O mercado de luxo sentiu um verdadeiro baque na segunda-feira, 15 de julho, depois que a Burberry divulgou vendas fracas e alertou para a possibilidade de apresentar prejuízo na primeira metade de 2024, o que resultou na decisão de suspender o pagamento de dividendos.

A notícia derrubou as ações da companhia de 168 anos, que fecharam o dia com queda de 16,1%, levando consigo seus pares, como Kering, cujos papéis recuaram 5,2%, e a gigante LVMH, que terminou com baixa de 2,6%, diante da impressão de que o mercado de luxo, visto como um porto seguro para qualquer tipo de momento econômico, poderia estar “perdendo o brilho”.

Para a Kinea Investimentos, não se trata de uma impressão. A expectativa é de que, no curto prazo, o setor passe por um processo de ajuste, com uma revisão negativa dos lucros diante da tendência de normalização no ritmo de crescimento e nas margens das companhias.

“A indústria de luxo é atrativa, com crescimento em torno de 6% ao ano e mostrando resiliência em ciclos de queda econômica”, diz trecho do estudo da gestora obtido pelo NeoFeed. “Entretanto, o curto prazo ainda parece um pouco nebuloso.”

De acordo com o braço de investimentos alternativos do Itaú Unibanco, o mercado deve continuar revisando para baixo as perspectivas das companhias de luxo, o que pode impactar diretamente o preço das ações.

A correção é consequência da forte expansão que o setor experimentou na pandemia e nos anos subsequentes.

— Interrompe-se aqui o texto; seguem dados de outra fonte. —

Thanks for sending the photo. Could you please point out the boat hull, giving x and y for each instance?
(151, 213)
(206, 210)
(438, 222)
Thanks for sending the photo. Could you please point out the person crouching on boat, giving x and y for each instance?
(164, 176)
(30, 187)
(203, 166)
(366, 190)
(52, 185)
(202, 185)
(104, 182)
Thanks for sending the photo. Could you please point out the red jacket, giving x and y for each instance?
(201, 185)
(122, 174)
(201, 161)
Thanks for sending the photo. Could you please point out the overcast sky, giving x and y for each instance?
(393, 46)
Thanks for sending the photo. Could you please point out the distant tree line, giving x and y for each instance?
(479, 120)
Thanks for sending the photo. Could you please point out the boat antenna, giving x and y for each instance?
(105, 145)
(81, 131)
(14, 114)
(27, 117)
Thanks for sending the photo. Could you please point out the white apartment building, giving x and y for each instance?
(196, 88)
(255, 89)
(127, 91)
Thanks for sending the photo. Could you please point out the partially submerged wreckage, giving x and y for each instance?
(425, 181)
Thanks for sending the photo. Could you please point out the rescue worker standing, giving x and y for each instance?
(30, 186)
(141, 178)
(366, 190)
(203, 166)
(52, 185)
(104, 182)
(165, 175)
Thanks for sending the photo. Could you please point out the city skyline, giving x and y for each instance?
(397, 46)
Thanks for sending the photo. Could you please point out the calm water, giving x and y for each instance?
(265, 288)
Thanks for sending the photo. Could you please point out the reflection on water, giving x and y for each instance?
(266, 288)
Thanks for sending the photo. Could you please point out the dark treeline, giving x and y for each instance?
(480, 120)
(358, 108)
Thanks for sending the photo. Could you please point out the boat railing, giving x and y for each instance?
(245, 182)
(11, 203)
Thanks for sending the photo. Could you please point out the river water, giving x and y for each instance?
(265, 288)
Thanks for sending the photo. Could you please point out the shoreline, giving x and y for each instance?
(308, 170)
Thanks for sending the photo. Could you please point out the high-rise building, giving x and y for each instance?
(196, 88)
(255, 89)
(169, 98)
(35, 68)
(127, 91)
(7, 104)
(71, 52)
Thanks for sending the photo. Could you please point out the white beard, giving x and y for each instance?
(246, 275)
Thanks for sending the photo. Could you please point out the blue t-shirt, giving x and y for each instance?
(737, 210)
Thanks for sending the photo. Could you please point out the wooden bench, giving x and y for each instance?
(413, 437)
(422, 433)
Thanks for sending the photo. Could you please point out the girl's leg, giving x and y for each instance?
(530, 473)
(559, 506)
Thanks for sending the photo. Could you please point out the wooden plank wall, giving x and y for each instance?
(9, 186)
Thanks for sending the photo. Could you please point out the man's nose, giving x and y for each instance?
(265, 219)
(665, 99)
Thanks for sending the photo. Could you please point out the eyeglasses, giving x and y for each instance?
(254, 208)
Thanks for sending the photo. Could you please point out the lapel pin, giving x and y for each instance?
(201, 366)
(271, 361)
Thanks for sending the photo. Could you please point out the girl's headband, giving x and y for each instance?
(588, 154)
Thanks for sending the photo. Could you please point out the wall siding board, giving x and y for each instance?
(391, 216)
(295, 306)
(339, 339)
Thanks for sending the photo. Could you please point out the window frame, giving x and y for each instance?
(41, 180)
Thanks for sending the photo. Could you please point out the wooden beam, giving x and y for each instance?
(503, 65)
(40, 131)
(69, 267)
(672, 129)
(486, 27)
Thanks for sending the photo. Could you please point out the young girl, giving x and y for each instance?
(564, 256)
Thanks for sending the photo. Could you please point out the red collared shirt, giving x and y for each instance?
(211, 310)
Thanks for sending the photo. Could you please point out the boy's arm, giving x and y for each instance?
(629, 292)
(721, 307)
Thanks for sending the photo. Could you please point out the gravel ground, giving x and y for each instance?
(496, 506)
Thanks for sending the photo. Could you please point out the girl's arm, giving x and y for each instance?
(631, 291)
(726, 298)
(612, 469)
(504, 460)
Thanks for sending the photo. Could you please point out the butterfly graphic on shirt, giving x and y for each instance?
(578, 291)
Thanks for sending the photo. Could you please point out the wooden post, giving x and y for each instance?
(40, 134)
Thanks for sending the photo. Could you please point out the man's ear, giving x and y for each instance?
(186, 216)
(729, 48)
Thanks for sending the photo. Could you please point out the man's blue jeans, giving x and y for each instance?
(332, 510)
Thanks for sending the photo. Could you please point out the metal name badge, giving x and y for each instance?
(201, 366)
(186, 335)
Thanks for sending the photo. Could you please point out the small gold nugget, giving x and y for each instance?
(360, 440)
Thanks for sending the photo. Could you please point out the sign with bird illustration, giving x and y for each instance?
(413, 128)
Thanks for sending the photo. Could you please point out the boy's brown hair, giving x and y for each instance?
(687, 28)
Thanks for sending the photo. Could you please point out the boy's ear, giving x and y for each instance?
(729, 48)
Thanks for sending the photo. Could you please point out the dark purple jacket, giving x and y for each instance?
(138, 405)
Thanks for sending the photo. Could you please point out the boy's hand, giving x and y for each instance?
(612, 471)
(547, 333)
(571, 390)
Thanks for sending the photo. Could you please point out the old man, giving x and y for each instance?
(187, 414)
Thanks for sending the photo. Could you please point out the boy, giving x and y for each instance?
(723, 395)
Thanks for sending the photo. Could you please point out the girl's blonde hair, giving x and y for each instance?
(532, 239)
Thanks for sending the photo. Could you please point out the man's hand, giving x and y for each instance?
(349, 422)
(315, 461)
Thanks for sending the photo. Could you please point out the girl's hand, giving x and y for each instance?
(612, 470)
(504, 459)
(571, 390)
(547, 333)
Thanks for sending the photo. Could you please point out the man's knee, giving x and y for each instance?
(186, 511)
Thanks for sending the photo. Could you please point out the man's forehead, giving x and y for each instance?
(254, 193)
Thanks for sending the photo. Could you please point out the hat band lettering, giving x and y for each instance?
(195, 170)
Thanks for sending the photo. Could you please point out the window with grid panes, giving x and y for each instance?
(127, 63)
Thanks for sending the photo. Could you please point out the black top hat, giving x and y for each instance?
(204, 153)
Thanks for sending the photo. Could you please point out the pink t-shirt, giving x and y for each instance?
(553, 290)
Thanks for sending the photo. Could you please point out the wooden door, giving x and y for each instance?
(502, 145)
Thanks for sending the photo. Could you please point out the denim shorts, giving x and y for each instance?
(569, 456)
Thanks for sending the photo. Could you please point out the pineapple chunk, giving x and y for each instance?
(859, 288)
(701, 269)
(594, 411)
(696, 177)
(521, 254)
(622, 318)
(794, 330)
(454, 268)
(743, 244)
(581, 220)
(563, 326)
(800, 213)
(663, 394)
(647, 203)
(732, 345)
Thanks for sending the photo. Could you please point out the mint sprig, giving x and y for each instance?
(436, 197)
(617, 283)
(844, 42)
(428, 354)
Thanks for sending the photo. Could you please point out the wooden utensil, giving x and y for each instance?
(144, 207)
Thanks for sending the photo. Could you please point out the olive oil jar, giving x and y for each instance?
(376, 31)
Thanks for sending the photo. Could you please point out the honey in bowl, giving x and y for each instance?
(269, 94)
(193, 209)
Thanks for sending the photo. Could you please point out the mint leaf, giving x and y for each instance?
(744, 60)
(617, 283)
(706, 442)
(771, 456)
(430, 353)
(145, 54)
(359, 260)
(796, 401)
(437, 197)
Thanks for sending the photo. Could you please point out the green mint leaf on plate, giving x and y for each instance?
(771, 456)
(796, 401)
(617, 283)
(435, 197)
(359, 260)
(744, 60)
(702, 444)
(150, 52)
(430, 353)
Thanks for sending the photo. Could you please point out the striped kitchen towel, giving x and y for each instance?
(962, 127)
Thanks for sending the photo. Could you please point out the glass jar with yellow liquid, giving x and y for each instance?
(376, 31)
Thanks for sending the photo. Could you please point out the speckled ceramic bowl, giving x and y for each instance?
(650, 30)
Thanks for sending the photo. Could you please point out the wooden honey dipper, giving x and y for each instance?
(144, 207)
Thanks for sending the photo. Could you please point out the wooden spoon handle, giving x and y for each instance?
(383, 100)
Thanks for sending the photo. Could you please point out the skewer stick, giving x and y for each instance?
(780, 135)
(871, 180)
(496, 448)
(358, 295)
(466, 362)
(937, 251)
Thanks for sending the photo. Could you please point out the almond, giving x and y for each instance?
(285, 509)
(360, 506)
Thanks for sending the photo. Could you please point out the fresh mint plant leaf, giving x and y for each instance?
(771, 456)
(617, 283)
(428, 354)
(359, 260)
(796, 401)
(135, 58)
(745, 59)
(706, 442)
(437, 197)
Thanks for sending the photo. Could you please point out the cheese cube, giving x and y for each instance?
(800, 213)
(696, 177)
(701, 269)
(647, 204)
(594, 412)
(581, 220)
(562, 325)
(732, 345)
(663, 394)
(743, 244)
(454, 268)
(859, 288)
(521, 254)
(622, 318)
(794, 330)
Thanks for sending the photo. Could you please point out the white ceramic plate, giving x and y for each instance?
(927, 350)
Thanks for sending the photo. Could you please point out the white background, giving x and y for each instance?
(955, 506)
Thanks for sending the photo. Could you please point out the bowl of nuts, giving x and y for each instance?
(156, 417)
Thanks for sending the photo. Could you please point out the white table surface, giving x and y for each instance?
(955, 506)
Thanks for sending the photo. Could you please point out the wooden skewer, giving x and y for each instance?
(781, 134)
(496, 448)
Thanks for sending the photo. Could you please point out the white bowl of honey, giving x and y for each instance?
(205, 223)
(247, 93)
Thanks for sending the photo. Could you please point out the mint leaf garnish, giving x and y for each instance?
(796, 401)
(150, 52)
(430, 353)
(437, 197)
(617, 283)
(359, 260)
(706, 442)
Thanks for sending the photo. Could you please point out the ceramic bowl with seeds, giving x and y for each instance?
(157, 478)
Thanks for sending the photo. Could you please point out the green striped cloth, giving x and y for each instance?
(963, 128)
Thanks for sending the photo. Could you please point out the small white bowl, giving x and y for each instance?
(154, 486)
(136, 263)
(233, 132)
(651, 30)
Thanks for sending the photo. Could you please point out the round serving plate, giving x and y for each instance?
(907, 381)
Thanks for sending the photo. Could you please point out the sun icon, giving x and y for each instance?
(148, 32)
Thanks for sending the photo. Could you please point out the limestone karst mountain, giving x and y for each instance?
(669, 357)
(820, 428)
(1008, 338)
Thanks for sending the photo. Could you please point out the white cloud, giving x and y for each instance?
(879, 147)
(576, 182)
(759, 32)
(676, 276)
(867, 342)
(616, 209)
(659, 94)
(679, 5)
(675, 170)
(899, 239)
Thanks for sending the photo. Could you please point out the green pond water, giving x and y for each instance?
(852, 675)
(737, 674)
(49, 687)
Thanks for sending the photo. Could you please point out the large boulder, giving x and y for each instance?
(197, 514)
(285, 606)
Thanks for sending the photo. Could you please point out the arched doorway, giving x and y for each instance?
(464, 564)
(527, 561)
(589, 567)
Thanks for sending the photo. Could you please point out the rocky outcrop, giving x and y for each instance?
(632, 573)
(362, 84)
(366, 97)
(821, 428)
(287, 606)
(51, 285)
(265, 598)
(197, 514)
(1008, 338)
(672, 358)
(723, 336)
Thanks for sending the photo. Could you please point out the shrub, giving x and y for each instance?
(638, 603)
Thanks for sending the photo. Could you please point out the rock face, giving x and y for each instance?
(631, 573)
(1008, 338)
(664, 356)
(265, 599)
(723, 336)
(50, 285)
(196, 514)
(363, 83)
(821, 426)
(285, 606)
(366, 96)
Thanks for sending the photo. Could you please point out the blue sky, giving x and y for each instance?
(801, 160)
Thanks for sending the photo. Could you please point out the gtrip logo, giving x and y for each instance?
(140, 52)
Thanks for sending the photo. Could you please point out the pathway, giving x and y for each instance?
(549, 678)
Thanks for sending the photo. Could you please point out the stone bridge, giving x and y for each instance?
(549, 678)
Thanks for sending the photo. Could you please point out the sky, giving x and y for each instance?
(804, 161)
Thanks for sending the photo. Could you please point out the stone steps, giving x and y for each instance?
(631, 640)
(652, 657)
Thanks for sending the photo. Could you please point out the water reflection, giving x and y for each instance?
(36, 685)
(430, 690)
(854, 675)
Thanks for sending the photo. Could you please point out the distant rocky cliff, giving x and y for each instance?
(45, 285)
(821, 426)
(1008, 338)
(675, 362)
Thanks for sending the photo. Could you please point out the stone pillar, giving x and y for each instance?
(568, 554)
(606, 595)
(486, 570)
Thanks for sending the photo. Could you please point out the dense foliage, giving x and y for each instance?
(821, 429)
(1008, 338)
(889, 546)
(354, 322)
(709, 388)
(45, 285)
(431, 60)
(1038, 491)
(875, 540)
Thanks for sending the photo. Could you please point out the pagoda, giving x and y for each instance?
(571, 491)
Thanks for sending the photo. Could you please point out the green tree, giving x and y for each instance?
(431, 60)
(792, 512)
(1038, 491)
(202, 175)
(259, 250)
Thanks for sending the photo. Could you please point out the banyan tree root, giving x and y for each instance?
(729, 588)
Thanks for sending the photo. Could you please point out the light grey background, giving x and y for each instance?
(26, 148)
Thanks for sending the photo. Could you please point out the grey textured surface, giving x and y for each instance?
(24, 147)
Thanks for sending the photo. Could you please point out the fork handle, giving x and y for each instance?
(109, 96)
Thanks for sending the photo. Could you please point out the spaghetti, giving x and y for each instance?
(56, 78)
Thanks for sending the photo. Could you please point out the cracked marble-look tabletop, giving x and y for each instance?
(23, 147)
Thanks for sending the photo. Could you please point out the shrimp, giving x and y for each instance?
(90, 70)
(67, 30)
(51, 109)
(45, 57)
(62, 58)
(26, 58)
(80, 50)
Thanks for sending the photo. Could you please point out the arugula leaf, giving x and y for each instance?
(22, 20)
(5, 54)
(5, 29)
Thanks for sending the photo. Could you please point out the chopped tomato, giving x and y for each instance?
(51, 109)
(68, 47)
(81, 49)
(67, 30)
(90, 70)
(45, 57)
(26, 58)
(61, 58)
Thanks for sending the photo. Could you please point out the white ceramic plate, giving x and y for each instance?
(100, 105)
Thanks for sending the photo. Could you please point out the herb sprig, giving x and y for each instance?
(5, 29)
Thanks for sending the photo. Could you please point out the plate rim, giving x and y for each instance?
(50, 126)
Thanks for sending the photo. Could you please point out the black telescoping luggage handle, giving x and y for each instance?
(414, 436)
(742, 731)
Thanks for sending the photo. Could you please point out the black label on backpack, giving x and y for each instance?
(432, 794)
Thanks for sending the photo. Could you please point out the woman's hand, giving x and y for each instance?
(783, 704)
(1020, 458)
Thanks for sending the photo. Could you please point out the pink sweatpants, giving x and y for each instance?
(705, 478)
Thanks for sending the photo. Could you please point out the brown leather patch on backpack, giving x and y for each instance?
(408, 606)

Graças aos auxílios dados pelos governos e à falta de opções para gastos em serviços devido aos lockdowns, o setor de luxo teve um forte aumento de demanda entre 2020 e começo de 2023.

O segmento se beneficiou principalmente do gosto do mercado chinês pelo luxo. Segundo a Kinea, historicamente, os consumidores do gigante asiático se aproveitavam de viagens para a Europa para comprar produtos de marca. Com os lockdowns, as empresas começaram a vender na China, o que permitiu praticarem preços maiores.

O estudo traz um levantamento do Morgan Stanley em que a diferença de preços praticados pela LVMH na França e na China, em junho, era de 22%, uma situação que também se via na pandemia. Nos Estados Unidos, a diferença de preços chegava a 25%.

“Com toda essa maior demanda por luxo, as empresas aproveitaram para repassar preços como nunca e – juntamente com a alavancagem operacional (receita crescendo mais do que despesas) – viram suas margens atingirem os maiores patamares históricos, que vem sendo perpetuados pelo consenso de mercado”, diz outro trecho do estudo da Kinea.

Com o fim às restrições para circulação, as pessoas voltaram a comprar na Europa durante viagens, onde os preços são menores, quando comparados a outras localidades. “Este maior crescimento do turismo e compras na Europa tende a ser negativo para crescimento e margens, dado o menor preço médio”, informa o relatório.

A situação foi vista na Burberry. A empresa informou que as vendas na Ásia e nas Américas, regiões em que China e Estados Unidos têm peso significativo, caíram 23% em relação ao mesmo período de 2023.

O resultado, inclusive, fez com que a Burberry substituísse seu CEO, Jonathan Akeroyd, por Joshua Schulman, ex-presidente da Michael Kors, Coach e Jimmy Choo.

Apesar da expectativa de revisões negativas de lucros, a Kinea aponta que os valuations do setor ainda estão próximas às médias dos últimos anos e acima do nível histórico.

“Na nossa visão, temos uma assimetria aqui: poderemos observar uma maior correção nesses valores com a desaceleração de crescimento e compressão de margens no curto prazo”, diz um trecho do relatório. “Com isso, apesar de toda a força das empresas de luxo, temos uma visão menos construtiva para o curto prazo do setor.”